Is via-in-pad a solution for dense flex boards?
Question: I just designed a flex circuit with six layers and very high density on the outer layers, which limits fan out. I have used via-in-pad on similar rigid designs, and it has worked very well. Can this strategy also be used on flex circuits?
Via-in-pad is a great tool to free some PCB real estate, but there are a few things to know about using this construction with flex. I assume that on the rigid design, vias in the SMT pads were filled with a nonconductive resin and then planarized. This leaves a really smooth surface for the assembler to work with and process normally. I would not go so far as to say via fill and planarization are easy on rigid PCBs, but I will say they are much easier on a rigid PCB than on flex. The biggest reason for the added difficulty is the uneven topography of a flex compared to a rigid PCB.
On rigid PCBs, vias are typically filled after the initial interconnect copper plating and before the final cap plating. At this point, a rigid panel is typically very smooth and planar, and the outer surfaces have almost no topography. Rigid laminates and prepregs used in rigid construction act to fill between internal etched features. The via fill operation usually involves a process similar to screen printing. Some fill material is always left on the surface of the panel where it is not wanted.
Unremoved, the residue will get plated over during cap plating and will result in an etch flaw when final etch is performed. To remove this unwanted residue, rigid PCB panels are run through a sanding machine that removes the hardened fill residue and also a small amount of surface copper. Since the surface of a rigid PCB is so flat, the amount of surface copper removed can be accurately regulated.
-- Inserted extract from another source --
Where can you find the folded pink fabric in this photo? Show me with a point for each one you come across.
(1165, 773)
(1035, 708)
On a flex circuit, all the dielectrics and adhesives are very thin films. When a multilayer flex circuit panel is laminated, you can clearly see a lot of the circuitry from the internal layers embossed on the outer surface. This topography really throws a wrench in the works for a flex fabricator when filling vias. When fill material is applied to a flex panel, it fills the vias and also many of the low spots on the surface (e.g., between adjacent conductors). It is really difficult to remove hardened resin in the panel’s low areas without removing a lot, or all, of the surface copper in the “high” areas. As such, often operators must go over every single panel and scrape the excess resin in the low areas by hand with an Exacto knife or similar means. You can imagine how that will add to the cost of the flexible PCB.
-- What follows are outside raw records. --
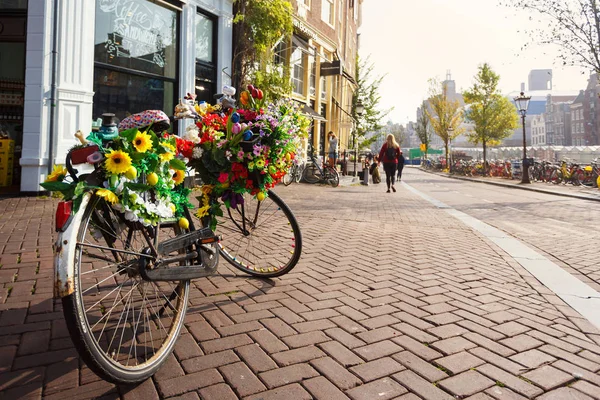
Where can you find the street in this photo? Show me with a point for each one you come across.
(407, 295)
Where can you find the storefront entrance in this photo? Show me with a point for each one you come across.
(13, 28)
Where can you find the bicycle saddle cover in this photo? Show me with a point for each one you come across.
(157, 118)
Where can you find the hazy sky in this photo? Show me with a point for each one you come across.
(411, 41)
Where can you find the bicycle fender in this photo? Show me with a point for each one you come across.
(64, 253)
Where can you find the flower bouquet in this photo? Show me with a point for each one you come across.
(239, 150)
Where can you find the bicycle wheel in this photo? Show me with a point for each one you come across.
(261, 238)
(331, 176)
(123, 326)
(312, 174)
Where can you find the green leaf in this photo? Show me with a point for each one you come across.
(137, 187)
(177, 164)
(56, 186)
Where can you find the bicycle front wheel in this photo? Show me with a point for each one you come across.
(261, 238)
(124, 327)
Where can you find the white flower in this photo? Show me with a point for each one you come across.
(197, 152)
(192, 134)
A more common strategy for using via-in-pad on multilayer flex is to fill the vias with copper plating. Many flex suppliers have special copper fill plating lines that will preferentially plate via holes and effectively fill them without adding a significant amount of plated copper on the panel surface. Excess surface copper plating can make it very difficult to define the very small features on the outer layers that typically go hand in hand with designs that require via-in-pad. Since vias are selectively plated with only copper and there is no resin fill, there is no need for a subsequent sanding operation; hence, the uneven topography of the flex circuit is a non-issue. The downside to this process is the “filled” vias are almost never completely filled. There is typically a very small dimple on the SMT pad surface where each via is located. On larger SMT pads (FIGURE 1) this is usually not an issue, but on very small pads such as 01005 chips and small BGAs (FIGURE 2) these dimples can pose challenges for the assembler. Sometimes the component assembler must modify their tools and processes to deal with the small depressions (e.g., adding slightly more solder paste to pads that contain a dimple).
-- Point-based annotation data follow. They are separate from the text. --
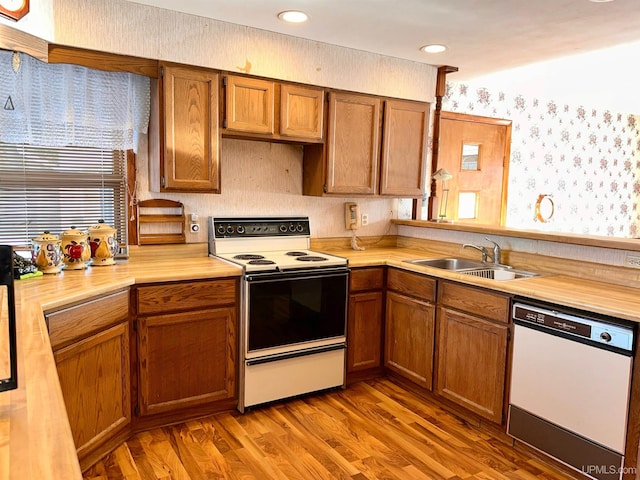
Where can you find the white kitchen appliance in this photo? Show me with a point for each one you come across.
(293, 307)
(570, 386)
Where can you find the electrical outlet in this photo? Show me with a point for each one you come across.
(632, 261)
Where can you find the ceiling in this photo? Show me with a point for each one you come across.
(482, 36)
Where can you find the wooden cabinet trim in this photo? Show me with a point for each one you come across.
(181, 296)
(484, 303)
(71, 324)
(365, 331)
(88, 432)
(249, 105)
(409, 348)
(472, 378)
(188, 130)
(346, 172)
(362, 279)
(301, 112)
(161, 392)
(413, 284)
(402, 166)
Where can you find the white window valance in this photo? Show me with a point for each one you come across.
(59, 105)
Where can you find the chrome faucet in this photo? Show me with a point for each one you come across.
(495, 257)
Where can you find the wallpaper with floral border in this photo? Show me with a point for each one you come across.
(587, 159)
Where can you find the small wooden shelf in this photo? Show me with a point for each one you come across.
(149, 237)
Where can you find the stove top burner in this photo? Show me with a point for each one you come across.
(261, 261)
(248, 256)
(311, 258)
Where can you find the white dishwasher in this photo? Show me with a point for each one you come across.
(570, 384)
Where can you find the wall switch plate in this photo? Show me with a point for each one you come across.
(632, 261)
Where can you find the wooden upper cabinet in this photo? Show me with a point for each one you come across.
(266, 110)
(374, 146)
(249, 104)
(404, 144)
(301, 112)
(189, 139)
(353, 144)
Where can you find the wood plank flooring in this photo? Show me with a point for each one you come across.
(372, 430)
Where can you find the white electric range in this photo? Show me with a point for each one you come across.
(293, 307)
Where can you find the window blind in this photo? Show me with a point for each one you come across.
(54, 189)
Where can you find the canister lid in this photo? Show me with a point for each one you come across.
(102, 227)
(46, 237)
(74, 232)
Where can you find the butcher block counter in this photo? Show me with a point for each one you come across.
(35, 437)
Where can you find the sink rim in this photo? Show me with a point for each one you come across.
(471, 267)
(465, 264)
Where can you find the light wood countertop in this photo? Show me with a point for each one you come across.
(594, 296)
(35, 437)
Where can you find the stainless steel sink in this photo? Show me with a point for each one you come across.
(498, 273)
(447, 263)
(477, 269)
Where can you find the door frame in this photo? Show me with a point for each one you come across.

Everything I have covered to this point assumes multilayer flex. Rigid-flex can also utilize via-in-pad and, depending on the application and material stack, the fill method can vary by design. For instance, if the rigid cap layers on a rigid-flex are relatively thick (~0.010"+), they may be filled with resin and planarized like a rigid PCB. Thinner outer cap layers (0.003" or less) may use the copper fill option. For everything between 0.003" and 0.010", it is probably best to get your flex supplier’s input on the best option for your application.